Substitution of characters limited to part of each input line

Question

Have a file eg. Inventory.conf with lines like:

Int/domain—home.dir=/etc/int

I need to replace / and — before the = but not after. Result should be:

Int_domain_home_dir=/etc/int

I have tried several sed commands but none seem to fit my need.

Welcome to Stack Overflow! Please [edit] your question to show [what you have tried so far](http://whathaveyoutried.com). You should include a [mcve] of the code that you are having problems with, then we can try to help with the specific problem. You should also read [ask]. — Toby Speight, Nov 03 '16 at 17:48

mklement0 · Answer 1 · 2016-11-07T07:34:22.640

You're asking for a sed solution, but an awk solution is simpler and performs better in this case, because you can easily split the line into 2 fields by = and then selectively apply gsub() to only the 1st field in order to replace the characters of interest:

$ awk -F= '{ gsub("[./-]", "_", $1); print $1 FS $2 }' <<< 'Int/domain-home.dir=/etc/int'
Int_domain_home_dir=/etc/int

-F= tells awk to split the input into fields by =, which with the input at hand results in $1 (1st field) containing the first half of the line, before the =, and $2 (2nd field) the 2nd half, after the =; using the -F option sets variable FS, the input field separator.
gsub("[./-]", "_", $1) globally replaces all characters in set [./-] with _ in $1 - i.e., all occurrences of either ., / or - in the 1st field are replaced with a _ each.
print $1 FS $2 prints the result: the modified 1st field ($1), followed by FS (which is =), followed by the (unmodified) 2nd field ($2).

Note that I've used ASCII char. - (HYPHEN-MINUS, codepoint 0x2d) in the awk script, even though your sample input contains the Unicode char. — (EM DASH, U+2014, UTF-8 encoding 0xe2 0x80 0x94).
If you really want to match that, simply substitute it in the command above, but note that the awk version on macOS won't handle that properly.

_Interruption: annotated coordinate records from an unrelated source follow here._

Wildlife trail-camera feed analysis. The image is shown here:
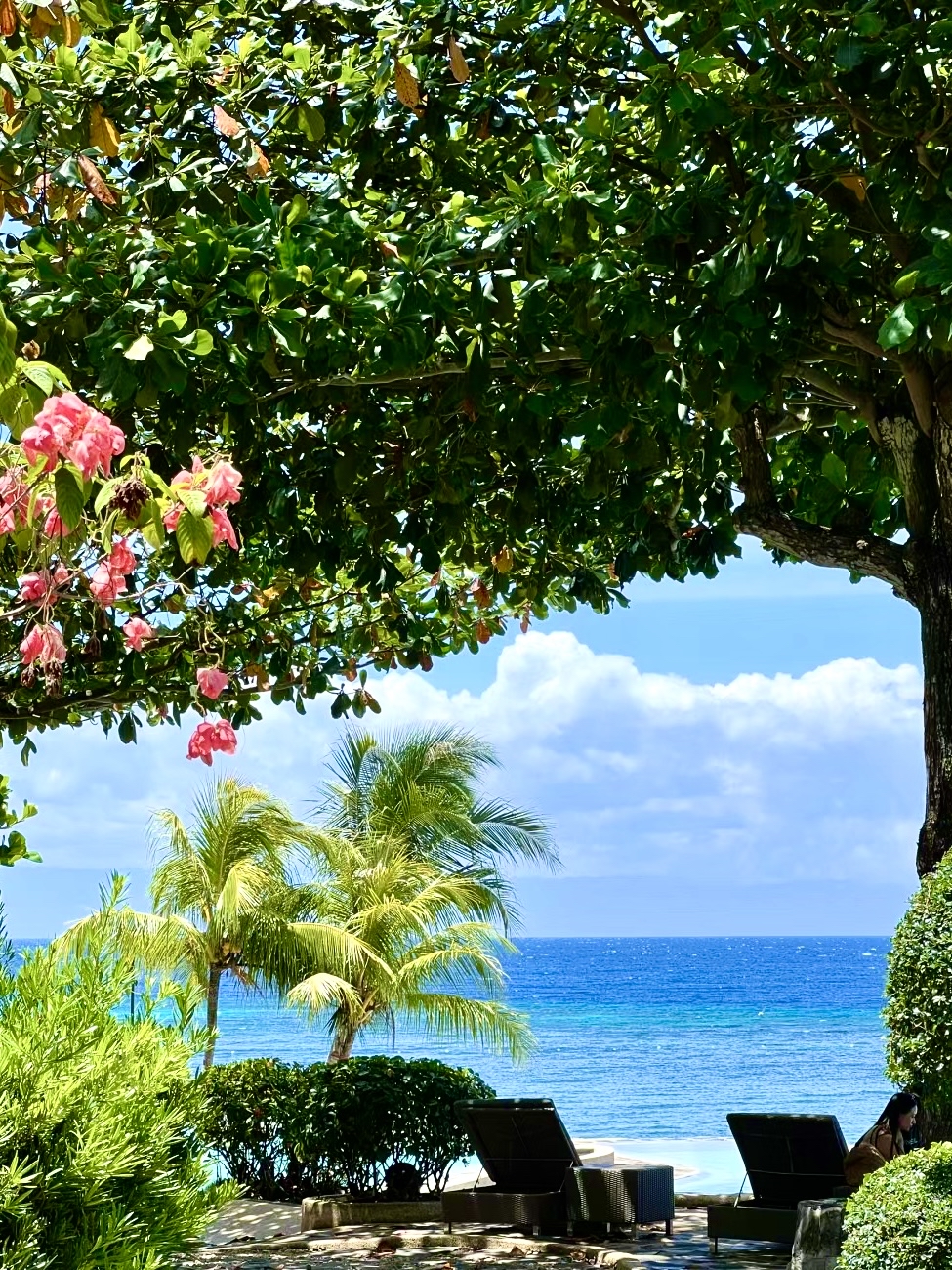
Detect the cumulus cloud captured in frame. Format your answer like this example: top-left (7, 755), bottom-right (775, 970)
top-left (5, 631), bottom-right (923, 899)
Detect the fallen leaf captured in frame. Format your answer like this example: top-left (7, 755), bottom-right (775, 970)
top-left (79, 155), bottom-right (118, 207)
top-left (0, 0), bottom-right (20, 35)
top-left (839, 174), bottom-right (866, 203)
top-left (212, 106), bottom-right (241, 137)
top-left (447, 35), bottom-right (470, 84)
top-left (89, 102), bottom-right (121, 159)
top-left (393, 58), bottom-right (420, 110)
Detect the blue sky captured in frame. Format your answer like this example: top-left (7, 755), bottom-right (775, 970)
top-left (0, 530), bottom-right (924, 937)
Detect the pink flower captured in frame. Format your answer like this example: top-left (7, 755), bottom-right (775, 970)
top-left (204, 460), bottom-right (241, 507)
top-left (122, 617), bottom-right (155, 653)
top-left (162, 503), bottom-right (186, 533)
top-left (212, 719), bottom-right (237, 754)
top-left (208, 507), bottom-right (237, 551)
top-left (195, 665), bottom-right (228, 701)
top-left (169, 454), bottom-right (204, 489)
top-left (21, 623), bottom-right (66, 670)
top-left (43, 508), bottom-right (68, 538)
top-left (21, 393), bottom-right (126, 480)
top-left (187, 719), bottom-right (237, 767)
top-left (89, 560), bottom-right (126, 609)
top-left (21, 569), bottom-right (54, 605)
top-left (109, 538), bottom-right (139, 575)
top-left (21, 415), bottom-right (60, 471)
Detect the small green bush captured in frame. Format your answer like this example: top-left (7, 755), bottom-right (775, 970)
top-left (885, 852), bottom-right (952, 1142)
top-left (839, 1142), bottom-right (952, 1270)
top-left (199, 1055), bottom-right (492, 1199)
top-left (0, 929), bottom-right (228, 1270)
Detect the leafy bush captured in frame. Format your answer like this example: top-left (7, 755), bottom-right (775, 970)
top-left (0, 929), bottom-right (226, 1270)
top-left (200, 1055), bottom-right (492, 1199)
top-left (839, 1143), bottom-right (952, 1270)
top-left (885, 854), bottom-right (952, 1142)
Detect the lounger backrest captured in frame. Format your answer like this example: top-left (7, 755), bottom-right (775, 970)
top-left (456, 1099), bottom-right (581, 1193)
top-left (727, 1112), bottom-right (847, 1207)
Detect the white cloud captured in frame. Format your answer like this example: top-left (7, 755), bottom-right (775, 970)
top-left (5, 631), bottom-right (923, 885)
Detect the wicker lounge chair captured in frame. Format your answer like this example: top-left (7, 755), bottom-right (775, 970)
top-left (441, 1099), bottom-right (674, 1235)
top-left (707, 1113), bottom-right (848, 1252)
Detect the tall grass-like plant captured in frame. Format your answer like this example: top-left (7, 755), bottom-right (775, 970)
top-left (0, 913), bottom-right (231, 1270)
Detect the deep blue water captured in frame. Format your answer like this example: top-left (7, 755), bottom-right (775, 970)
top-left (15, 937), bottom-right (889, 1140)
top-left (208, 937), bottom-right (889, 1140)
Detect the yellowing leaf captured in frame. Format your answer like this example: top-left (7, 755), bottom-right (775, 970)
top-left (248, 141), bottom-right (271, 177)
top-left (839, 174), bottom-right (866, 203)
top-left (89, 102), bottom-right (121, 159)
top-left (0, 0), bottom-right (20, 35)
top-left (79, 155), bottom-right (118, 207)
top-left (60, 10), bottom-right (83, 48)
top-left (447, 35), bottom-right (470, 84)
top-left (212, 106), bottom-right (241, 137)
top-left (393, 58), bottom-right (420, 110)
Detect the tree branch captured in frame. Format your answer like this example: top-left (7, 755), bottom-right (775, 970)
top-left (731, 414), bottom-right (911, 604)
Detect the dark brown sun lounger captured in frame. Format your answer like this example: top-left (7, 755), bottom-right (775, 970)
top-left (707, 1113), bottom-right (847, 1252)
top-left (441, 1099), bottom-right (674, 1235)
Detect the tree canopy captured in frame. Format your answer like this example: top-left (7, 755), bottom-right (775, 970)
top-left (0, 0), bottom-right (952, 868)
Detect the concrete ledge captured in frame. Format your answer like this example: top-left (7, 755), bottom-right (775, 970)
top-left (301, 1197), bottom-right (440, 1235)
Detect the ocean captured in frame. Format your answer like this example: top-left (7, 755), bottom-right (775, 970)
top-left (15, 936), bottom-right (890, 1189)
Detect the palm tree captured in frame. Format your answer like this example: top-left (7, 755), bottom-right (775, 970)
top-left (317, 727), bottom-right (559, 928)
top-left (288, 832), bottom-right (532, 1063)
top-left (61, 776), bottom-right (367, 1067)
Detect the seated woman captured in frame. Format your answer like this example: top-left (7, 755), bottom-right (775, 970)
top-left (843, 1093), bottom-right (919, 1186)
top-left (857, 1093), bottom-right (919, 1160)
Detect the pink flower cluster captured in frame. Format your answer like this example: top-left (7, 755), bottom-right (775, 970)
top-left (162, 457), bottom-right (241, 551)
top-left (21, 622), bottom-right (66, 668)
top-left (89, 538), bottom-right (136, 609)
top-left (21, 393), bottom-right (126, 480)
top-left (122, 617), bottom-right (155, 653)
top-left (187, 719), bottom-right (237, 767)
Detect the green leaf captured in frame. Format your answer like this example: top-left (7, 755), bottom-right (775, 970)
top-left (876, 300), bottom-right (919, 348)
top-left (175, 512), bottom-right (212, 564)
top-left (821, 454), bottom-right (847, 492)
top-left (54, 464), bottom-right (86, 533)
top-left (122, 335), bottom-right (155, 362)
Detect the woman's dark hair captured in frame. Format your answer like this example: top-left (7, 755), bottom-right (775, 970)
top-left (876, 1089), bottom-right (919, 1142)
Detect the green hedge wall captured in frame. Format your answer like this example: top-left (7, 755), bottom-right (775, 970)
top-left (199, 1055), bottom-right (492, 1201)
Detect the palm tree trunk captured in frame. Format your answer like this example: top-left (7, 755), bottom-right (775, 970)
top-left (327, 1024), bottom-right (356, 1063)
top-left (203, 965), bottom-right (221, 1071)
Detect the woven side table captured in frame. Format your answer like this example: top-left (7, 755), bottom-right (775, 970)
top-left (566, 1164), bottom-right (674, 1239)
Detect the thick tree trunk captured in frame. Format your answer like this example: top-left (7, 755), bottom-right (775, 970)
top-left (204, 966), bottom-right (221, 1071)
top-left (915, 546), bottom-right (952, 877)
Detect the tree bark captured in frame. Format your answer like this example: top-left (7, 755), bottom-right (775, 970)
top-left (203, 965), bottom-right (221, 1071)
top-left (914, 543), bottom-right (952, 877)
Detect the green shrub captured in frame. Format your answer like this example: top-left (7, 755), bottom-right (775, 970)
top-left (200, 1055), bottom-right (492, 1199)
top-left (839, 1142), bottom-right (952, 1270)
top-left (885, 854), bottom-right (952, 1140)
top-left (0, 934), bottom-right (228, 1270)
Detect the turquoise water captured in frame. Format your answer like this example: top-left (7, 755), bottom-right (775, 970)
top-left (17, 937), bottom-right (890, 1190)
top-left (212, 937), bottom-right (890, 1182)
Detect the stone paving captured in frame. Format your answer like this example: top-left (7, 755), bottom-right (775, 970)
top-left (175, 1206), bottom-right (790, 1270)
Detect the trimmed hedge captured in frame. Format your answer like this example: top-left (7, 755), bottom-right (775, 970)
top-left (839, 1142), bottom-right (952, 1270)
top-left (200, 1055), bottom-right (492, 1201)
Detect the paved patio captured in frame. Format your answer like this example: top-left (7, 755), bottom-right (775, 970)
top-left (177, 1202), bottom-right (790, 1270)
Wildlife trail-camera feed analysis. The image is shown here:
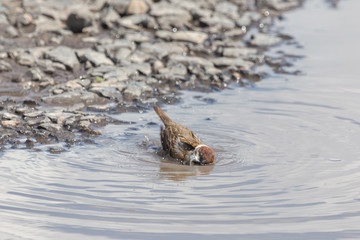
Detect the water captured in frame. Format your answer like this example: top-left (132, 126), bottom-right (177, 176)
top-left (0, 0), bottom-right (360, 240)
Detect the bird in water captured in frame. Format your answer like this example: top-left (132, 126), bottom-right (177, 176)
top-left (154, 106), bottom-right (215, 165)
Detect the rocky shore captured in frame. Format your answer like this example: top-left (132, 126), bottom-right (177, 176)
top-left (0, 0), bottom-right (302, 153)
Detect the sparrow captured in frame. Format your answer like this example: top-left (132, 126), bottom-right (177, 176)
top-left (154, 106), bottom-right (215, 165)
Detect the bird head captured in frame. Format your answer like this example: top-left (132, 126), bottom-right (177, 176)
top-left (190, 144), bottom-right (215, 165)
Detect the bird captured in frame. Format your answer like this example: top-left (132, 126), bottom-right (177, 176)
top-left (154, 105), bottom-right (215, 165)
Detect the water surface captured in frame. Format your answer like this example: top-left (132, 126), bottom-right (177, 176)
top-left (0, 0), bottom-right (360, 240)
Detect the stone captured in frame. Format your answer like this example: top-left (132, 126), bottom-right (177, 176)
top-left (44, 46), bottom-right (79, 70)
top-left (1, 120), bottom-right (21, 128)
top-left (5, 26), bottom-right (19, 38)
top-left (66, 7), bottom-right (93, 33)
top-left (100, 7), bottom-right (120, 29)
top-left (0, 60), bottom-right (12, 72)
top-left (169, 54), bottom-right (213, 66)
top-left (76, 48), bottom-right (114, 67)
top-left (89, 87), bottom-right (122, 100)
top-left (126, 0), bottom-right (149, 15)
top-left (212, 57), bottom-right (254, 70)
top-left (248, 33), bottom-right (282, 47)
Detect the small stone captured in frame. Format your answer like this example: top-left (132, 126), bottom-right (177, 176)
top-left (0, 60), bottom-right (12, 72)
top-left (126, 0), bottom-right (149, 15)
top-left (249, 33), bottom-right (281, 47)
top-left (1, 120), bottom-right (21, 128)
top-left (66, 8), bottom-right (93, 33)
top-left (45, 46), bottom-right (79, 70)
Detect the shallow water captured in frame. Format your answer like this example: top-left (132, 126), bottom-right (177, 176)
top-left (0, 0), bottom-right (360, 240)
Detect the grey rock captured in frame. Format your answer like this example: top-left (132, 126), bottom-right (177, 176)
top-left (66, 7), bottom-right (93, 33)
top-left (2, 112), bottom-right (19, 120)
top-left (215, 1), bottom-right (239, 20)
top-left (126, 0), bottom-right (149, 15)
top-left (25, 67), bottom-right (43, 81)
top-left (169, 54), bottom-right (213, 66)
top-left (249, 33), bottom-right (281, 47)
top-left (42, 90), bottom-right (106, 105)
top-left (100, 7), bottom-right (120, 29)
top-left (222, 47), bottom-right (257, 58)
top-left (140, 42), bottom-right (187, 59)
top-left (89, 87), bottom-right (122, 100)
top-left (200, 15), bottom-right (235, 29)
top-left (16, 52), bottom-right (36, 67)
top-left (76, 48), bottom-right (114, 67)
top-left (119, 14), bottom-right (159, 30)
top-left (39, 123), bottom-right (62, 133)
top-left (123, 82), bottom-right (152, 99)
top-left (6, 26), bottom-right (19, 38)
top-left (45, 46), bottom-right (79, 70)
top-left (212, 57), bottom-right (254, 70)
top-left (0, 60), bottom-right (12, 72)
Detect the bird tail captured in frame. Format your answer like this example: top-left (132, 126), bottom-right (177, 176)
top-left (154, 106), bottom-right (172, 126)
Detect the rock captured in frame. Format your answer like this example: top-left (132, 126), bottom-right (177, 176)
top-left (25, 67), bottom-right (43, 81)
top-left (215, 1), bottom-right (239, 20)
top-left (38, 123), bottom-right (62, 133)
top-left (41, 90), bottom-right (107, 105)
top-left (15, 52), bottom-right (36, 67)
top-left (89, 87), bottom-right (122, 100)
top-left (248, 33), bottom-right (282, 47)
top-left (124, 82), bottom-right (152, 100)
top-left (212, 57), bottom-right (254, 70)
top-left (222, 47), bottom-right (257, 58)
top-left (100, 7), bottom-right (120, 29)
top-left (140, 42), bottom-right (187, 59)
top-left (66, 7), bottom-right (93, 33)
top-left (6, 26), bottom-right (19, 38)
top-left (16, 13), bottom-right (33, 27)
top-left (44, 46), bottom-right (79, 70)
top-left (126, 0), bottom-right (149, 15)
top-left (256, 0), bottom-right (299, 11)
top-left (169, 54), bottom-right (213, 66)
top-left (0, 60), bottom-right (12, 72)
top-left (200, 15), bottom-right (235, 29)
top-left (76, 48), bottom-right (114, 67)
top-left (1, 120), bottom-right (21, 128)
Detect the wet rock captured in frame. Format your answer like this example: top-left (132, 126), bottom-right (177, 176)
top-left (66, 7), bottom-right (93, 33)
top-left (140, 42), bottom-right (187, 59)
top-left (25, 67), bottom-right (43, 81)
top-left (48, 147), bottom-right (66, 154)
top-left (123, 82), bottom-right (152, 99)
top-left (215, 1), bottom-right (239, 20)
top-left (156, 31), bottom-right (208, 44)
top-left (126, 0), bottom-right (149, 15)
top-left (101, 7), bottom-right (120, 29)
top-left (76, 48), bottom-right (114, 67)
top-left (212, 57), bottom-right (254, 69)
top-left (222, 47), bottom-right (257, 58)
top-left (256, 0), bottom-right (299, 11)
top-left (16, 13), bottom-right (33, 27)
top-left (249, 33), bottom-right (282, 47)
top-left (45, 46), bottom-right (79, 70)
top-left (41, 90), bottom-right (106, 105)
top-left (89, 87), bottom-right (122, 100)
top-left (119, 14), bottom-right (159, 30)
top-left (16, 52), bottom-right (36, 67)
top-left (200, 15), bottom-right (235, 31)
top-left (0, 60), bottom-right (12, 72)
top-left (6, 26), bottom-right (19, 38)
top-left (38, 123), bottom-right (63, 133)
top-left (1, 120), bottom-right (21, 128)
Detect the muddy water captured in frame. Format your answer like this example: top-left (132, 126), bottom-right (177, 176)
top-left (0, 0), bottom-right (360, 240)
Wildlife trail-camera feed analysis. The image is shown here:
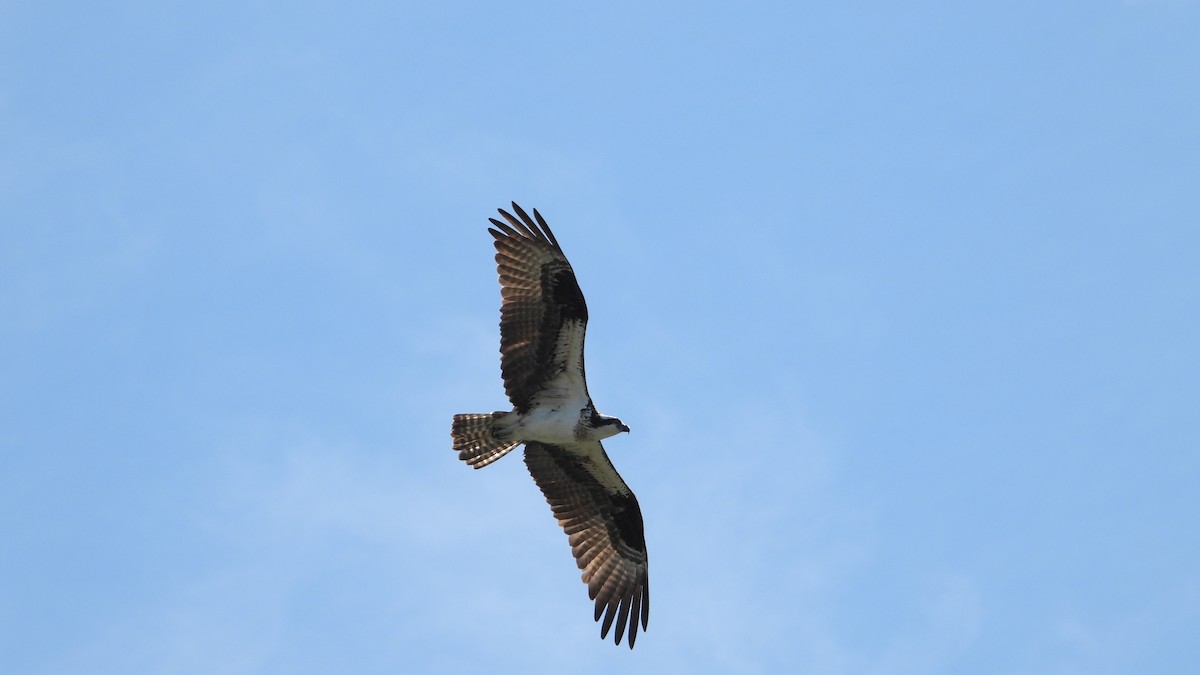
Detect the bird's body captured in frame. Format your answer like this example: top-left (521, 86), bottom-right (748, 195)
top-left (451, 203), bottom-right (649, 647)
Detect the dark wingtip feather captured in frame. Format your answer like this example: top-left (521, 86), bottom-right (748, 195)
top-left (533, 209), bottom-right (563, 251)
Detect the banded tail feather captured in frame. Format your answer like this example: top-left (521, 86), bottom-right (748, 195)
top-left (450, 412), bottom-right (521, 468)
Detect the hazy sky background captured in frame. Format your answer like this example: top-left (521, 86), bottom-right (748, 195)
top-left (0, 0), bottom-right (1200, 675)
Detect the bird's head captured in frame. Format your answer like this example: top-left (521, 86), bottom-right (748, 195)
top-left (592, 414), bottom-right (629, 438)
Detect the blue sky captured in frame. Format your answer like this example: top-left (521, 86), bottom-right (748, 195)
top-left (0, 0), bottom-right (1200, 675)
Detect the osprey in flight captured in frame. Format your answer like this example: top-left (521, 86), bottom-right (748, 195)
top-left (450, 202), bottom-right (650, 649)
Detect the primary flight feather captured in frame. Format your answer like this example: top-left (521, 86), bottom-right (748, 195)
top-left (451, 202), bottom-right (650, 649)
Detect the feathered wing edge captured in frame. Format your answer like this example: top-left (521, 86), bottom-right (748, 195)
top-left (524, 442), bottom-right (650, 649)
top-left (488, 202), bottom-right (588, 411)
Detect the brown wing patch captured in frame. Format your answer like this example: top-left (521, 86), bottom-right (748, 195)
top-left (488, 202), bottom-right (588, 412)
top-left (526, 442), bottom-right (650, 649)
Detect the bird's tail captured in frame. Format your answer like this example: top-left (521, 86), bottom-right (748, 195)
top-left (450, 412), bottom-right (521, 468)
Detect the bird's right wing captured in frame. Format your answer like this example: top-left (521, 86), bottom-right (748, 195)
top-left (526, 442), bottom-right (650, 649)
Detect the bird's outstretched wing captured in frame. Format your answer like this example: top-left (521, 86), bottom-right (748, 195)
top-left (487, 202), bottom-right (588, 412)
top-left (526, 442), bottom-right (650, 649)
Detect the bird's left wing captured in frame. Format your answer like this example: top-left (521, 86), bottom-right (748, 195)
top-left (526, 442), bottom-right (650, 649)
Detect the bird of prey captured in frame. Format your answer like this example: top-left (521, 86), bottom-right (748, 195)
top-left (451, 202), bottom-right (650, 649)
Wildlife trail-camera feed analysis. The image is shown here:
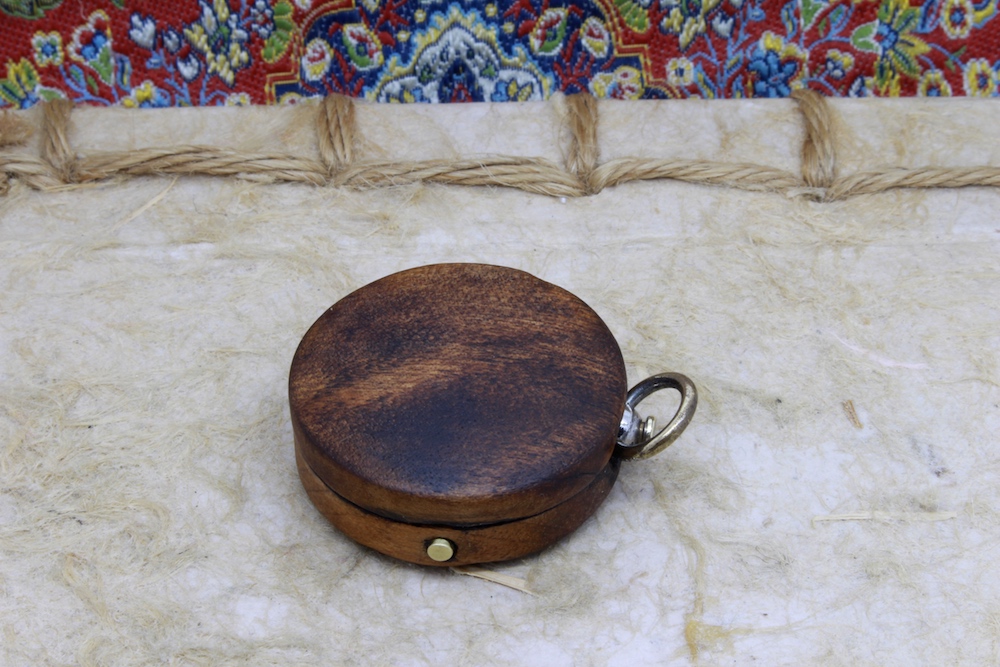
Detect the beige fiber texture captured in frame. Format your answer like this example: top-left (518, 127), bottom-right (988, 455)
top-left (0, 98), bottom-right (1000, 666)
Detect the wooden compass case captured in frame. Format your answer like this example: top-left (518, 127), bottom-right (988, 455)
top-left (289, 264), bottom-right (627, 566)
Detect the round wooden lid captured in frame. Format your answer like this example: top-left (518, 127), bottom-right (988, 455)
top-left (289, 264), bottom-right (627, 526)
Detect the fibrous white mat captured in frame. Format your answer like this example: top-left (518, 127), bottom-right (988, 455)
top-left (0, 101), bottom-right (1000, 666)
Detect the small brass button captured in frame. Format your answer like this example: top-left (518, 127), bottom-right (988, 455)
top-left (427, 537), bottom-right (455, 563)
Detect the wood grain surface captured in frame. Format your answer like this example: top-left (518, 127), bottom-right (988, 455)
top-left (289, 264), bottom-right (626, 527)
top-left (295, 445), bottom-right (621, 567)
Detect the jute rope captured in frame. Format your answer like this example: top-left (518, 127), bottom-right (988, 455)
top-left (0, 90), bottom-right (1000, 201)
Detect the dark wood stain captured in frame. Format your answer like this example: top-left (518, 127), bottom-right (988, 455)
top-left (289, 264), bottom-right (626, 562)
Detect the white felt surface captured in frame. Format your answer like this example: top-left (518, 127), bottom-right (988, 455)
top-left (0, 101), bottom-right (1000, 666)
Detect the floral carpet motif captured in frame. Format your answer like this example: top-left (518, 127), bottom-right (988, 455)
top-left (0, 0), bottom-right (1000, 108)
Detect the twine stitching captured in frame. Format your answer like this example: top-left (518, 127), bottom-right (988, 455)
top-left (0, 90), bottom-right (1000, 201)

Another option is to use iconv with ASCII transliteration, which tranlates the em dash into a regular ASCII -:

iconv -f utf-8 -t ascii//translit <<< 'Int/domain—home.dir=/etc/int' |
  awk -F= '{ gsub("[./-]", "_", $1); print $1 FS $2 }'

perl allows for an elegant solution too:

$ perl -F= -ane '$F[0] =~ tr|-/.|_|; print join("=", @F)' <<<'Int/domain-home.dir=/etc/int'
Int_domain_home_dir=/etc/int

-F=, just like with Awk, tells Perl to use = as the separator when splitting lines into fields
-ane activates field splitting (a), turns off implicit output (n), and e tells Perl that the next argument is an expression (command string) to execute.
The fields that each line is split into is stored in array @F, where $F[0] refers to the 1st field.
$F[0] =~ tr|-/.|-| translates (replaces) all occurrences of -, /, and . to _.
print join("=", @F) rebuilds the input line from the fields - with the 1st field now modified - and prints the result.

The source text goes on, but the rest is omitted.